Calculations of Possible Carbon Sequestration in Soil

What could you do with that much carbon?  We have developed a way to use the carbon during the production of hydrogen to make an highly enriched nitrogen fertilizer.  If this were used in the USDA Conservation Reserve Program as a soil amendment/conditioner, it would help these land sequester even more carbon than their currently production.  Additionally, it would assist in the capture of farm chemicals in water runoff.  To get an idea of the amount of carbon humans are adding to the atmosphere each year (that is not adsorbed or utilized by the biosphere), this would equal a layer1.6 centimeters or 5/8 inch thick over an area as large as the state of Iowa.  

However that is the amount that the entire world is generating.  If we took the percentage generated by the United States (roughly 25%) we create a layer 0.4 cm thick  Still quite a bit.  However if we seek to reduce the total by amounts needed for the Kyoto treaty, it would be 0.08 centimeters or 1/32 inch thick.  Now if this were used by 30% of our farmers, and applied only on prime cropland at 1/64 of an inch thick or 0.04 centimeters.  If we then included the Conservation Reserve Program lands this would drop to 0.03 centimeters or about 800/lbs per acre.

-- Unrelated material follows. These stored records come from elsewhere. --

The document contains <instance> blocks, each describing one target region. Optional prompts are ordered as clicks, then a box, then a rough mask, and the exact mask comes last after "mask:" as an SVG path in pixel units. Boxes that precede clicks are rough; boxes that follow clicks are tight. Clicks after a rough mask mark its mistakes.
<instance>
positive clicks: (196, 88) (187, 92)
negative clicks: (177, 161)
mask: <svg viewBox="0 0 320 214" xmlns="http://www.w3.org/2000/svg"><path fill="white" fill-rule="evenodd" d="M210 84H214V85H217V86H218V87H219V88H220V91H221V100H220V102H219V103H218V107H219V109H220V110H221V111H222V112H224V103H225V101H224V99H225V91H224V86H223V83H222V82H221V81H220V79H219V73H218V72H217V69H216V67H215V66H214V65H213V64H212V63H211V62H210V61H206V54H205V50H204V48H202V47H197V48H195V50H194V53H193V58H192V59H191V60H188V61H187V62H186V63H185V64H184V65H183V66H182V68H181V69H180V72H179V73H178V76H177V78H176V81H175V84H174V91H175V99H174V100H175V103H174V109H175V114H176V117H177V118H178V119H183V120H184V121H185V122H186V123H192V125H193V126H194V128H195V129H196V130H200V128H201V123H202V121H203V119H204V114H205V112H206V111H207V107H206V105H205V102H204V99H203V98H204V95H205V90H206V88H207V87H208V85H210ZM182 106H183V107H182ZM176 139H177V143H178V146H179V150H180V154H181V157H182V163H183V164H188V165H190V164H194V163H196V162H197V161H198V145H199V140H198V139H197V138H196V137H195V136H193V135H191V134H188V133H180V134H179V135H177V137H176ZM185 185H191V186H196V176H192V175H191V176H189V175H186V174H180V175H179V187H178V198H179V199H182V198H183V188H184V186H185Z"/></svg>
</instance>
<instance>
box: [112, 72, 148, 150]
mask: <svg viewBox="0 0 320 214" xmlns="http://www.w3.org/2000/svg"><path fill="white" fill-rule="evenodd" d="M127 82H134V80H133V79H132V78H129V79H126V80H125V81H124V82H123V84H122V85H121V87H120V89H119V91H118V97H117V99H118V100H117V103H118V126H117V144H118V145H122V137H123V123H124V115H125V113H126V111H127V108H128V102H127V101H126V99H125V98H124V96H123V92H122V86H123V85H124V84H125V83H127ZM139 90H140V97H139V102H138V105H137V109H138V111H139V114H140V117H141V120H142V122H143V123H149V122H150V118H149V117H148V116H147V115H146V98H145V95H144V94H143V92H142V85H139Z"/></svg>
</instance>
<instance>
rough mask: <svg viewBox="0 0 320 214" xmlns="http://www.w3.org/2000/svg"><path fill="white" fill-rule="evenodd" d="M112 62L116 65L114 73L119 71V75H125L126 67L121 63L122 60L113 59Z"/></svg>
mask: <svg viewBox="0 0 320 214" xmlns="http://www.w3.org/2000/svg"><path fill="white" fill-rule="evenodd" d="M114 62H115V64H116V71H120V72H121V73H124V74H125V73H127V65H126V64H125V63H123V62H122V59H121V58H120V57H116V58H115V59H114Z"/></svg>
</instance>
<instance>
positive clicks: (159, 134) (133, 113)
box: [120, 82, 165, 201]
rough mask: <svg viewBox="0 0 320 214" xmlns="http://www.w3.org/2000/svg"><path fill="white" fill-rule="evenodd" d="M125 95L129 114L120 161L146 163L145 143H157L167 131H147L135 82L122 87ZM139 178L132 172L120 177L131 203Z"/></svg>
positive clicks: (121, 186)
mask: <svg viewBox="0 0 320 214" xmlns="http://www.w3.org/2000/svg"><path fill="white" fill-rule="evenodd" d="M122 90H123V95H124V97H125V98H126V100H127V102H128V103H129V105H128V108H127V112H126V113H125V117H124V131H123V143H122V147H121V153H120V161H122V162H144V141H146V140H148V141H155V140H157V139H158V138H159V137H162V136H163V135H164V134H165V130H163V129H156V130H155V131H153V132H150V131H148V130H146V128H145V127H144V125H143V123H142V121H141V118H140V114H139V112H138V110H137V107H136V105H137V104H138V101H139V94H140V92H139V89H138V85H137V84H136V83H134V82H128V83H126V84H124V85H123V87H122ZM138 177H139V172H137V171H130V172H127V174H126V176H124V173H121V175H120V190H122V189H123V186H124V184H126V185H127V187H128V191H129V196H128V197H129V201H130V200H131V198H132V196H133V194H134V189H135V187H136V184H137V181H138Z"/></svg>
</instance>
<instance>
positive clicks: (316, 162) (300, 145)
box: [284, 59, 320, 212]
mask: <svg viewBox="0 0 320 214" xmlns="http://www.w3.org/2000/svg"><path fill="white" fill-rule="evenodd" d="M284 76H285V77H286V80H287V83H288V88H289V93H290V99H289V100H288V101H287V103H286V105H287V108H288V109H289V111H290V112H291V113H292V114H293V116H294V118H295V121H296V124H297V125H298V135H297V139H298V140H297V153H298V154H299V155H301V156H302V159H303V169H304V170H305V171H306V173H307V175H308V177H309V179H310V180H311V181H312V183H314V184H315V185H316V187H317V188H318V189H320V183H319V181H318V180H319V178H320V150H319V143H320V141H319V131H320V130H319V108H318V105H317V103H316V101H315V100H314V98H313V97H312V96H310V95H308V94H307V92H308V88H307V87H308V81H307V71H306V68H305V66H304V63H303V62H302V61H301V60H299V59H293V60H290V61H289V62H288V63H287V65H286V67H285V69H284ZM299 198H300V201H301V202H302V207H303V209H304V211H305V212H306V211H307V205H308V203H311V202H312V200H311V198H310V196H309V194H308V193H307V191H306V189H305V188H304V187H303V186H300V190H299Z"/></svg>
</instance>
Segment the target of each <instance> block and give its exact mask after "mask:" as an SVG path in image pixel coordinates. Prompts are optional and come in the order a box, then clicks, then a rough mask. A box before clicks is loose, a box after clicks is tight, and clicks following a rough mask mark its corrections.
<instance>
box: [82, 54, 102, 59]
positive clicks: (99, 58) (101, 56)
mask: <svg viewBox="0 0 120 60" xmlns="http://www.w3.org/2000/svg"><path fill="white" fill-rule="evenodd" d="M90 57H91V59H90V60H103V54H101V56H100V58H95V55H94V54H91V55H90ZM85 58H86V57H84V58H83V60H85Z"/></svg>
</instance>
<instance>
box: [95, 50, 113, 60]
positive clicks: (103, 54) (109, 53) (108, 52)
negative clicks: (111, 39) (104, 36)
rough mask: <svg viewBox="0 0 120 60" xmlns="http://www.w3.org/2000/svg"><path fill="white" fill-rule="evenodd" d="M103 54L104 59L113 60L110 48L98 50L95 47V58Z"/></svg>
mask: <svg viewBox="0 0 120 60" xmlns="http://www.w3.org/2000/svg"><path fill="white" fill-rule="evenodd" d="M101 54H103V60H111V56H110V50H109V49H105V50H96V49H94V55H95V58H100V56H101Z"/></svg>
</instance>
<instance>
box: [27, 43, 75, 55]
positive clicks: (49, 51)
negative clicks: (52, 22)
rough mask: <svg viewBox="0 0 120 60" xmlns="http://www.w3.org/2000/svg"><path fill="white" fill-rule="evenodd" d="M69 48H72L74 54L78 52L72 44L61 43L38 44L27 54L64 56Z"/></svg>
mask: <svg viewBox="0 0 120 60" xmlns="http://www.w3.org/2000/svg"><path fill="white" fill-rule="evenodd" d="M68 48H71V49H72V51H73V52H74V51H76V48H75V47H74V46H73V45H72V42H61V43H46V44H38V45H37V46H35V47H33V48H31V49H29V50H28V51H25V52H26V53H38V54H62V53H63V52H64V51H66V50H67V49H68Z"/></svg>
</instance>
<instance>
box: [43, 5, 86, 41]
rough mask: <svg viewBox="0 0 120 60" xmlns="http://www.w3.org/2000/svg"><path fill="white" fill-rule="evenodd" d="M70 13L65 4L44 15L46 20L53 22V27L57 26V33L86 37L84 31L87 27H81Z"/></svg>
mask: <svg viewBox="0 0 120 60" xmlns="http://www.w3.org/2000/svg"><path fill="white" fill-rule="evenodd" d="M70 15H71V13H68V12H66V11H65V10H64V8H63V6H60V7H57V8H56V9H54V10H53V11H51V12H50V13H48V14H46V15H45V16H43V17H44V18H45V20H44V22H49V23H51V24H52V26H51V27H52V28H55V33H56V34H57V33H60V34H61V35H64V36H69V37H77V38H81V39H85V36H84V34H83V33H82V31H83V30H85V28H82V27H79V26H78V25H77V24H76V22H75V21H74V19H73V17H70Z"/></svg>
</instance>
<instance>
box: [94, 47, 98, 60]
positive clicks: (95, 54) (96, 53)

This is more fertilizer than farmers use now but returning carbon to the soil adds many valuable attributes and as a slow release agent and nutrient reservoir, it allows sequestering carbon to multiply its impact with greater crop production.  These calculations show it is possible even for the United States to make a reduction.  Ultimately we need many solutions including developing a robust alternative energy program, substantial increases in efficiency and a large healthy market in products made from sequestered carbons.